The SOYMB blog has on a number of occasions posted on anti-biotics and the increasing risk of a general immunity to them. It has also explained about the reluctance of the pharmaceutical industry to invest in developing new anti-biotics - the low profit return in doing so.
Nationalised or state-run “utility” drug companies may be the only answer to the lack of investment in new antibiotics, former banker and superbug tsar Lord Jim O’Neill has suggested.
The drastic measure would be intended to ensure that the development and production of new antibiotics were not at the mercy of capitalist market forces.
O’Neill, explained, “They see their job as rewarding shareholders – and it’s kind of really worrying,”
Speaking at a London press briefing on “fixing the broken antibiotics market”, he compared it to the way banks or parts of their businesses were taken over by the government after the 2008 financial crash. O’Neill said: “It’s what happened in finance in the end. If you’re not going to do it yourself, we’re going to turn certain parts of your business into being a utility.”
Proposals including “prizes” for new drug developers, a “Netflix” model that would see health providers pay for the right to access new medicines, and pricing antibiotics in a way that properly reflects their value to society, had led to talk but no action, he said.
Another possibility was a “carrot and stick” approach that taxed drug companies opting out of antibiotics while rewarding others that stayed in the game
One possibility would be for the government to take over developers that were looking for a private buyer.
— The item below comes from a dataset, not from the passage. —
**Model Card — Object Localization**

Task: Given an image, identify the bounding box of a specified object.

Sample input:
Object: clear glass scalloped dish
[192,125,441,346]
Another would be to acquire all the remaining anti-infection business from the larger companies. This could prove cheaper than offering multibillion-pound rewards for producing new drugs that meet a defined need, said O’Neill. Alternatively, a taxpayer-supported utility company would focus only on the costly business of drug manufacture and distribution.
O’Neill revealed that he floated the idea of a publicly owned pharmaceutical company in his first month as the government’s “superbug tsar”. Between 2014 and 2016, he was chairman of the Review on Antimicrobial Resistance, which produced several reports on the looming dangers of overuse of antibiotics and drug-resistant bacteria.
He accused the industry of talking “incredible nonsense” about their commitment to producing and distributing new antibiotics and vaccines. He added: “If pharmaceutical companies delivered just a tenth of the commitment that comes from their words, we might actually get somewhere..."
The problem facing drug companies is that antibiotics, which are sold on a per-pill basis, simply do not bring in big enough rewards. New infection-fighting drugs are generally priced at between £1,500 and £3,800 per course of treatment – a fraction of the cost of long-term therapy for chronic non-bacterial diseases, such as cancer.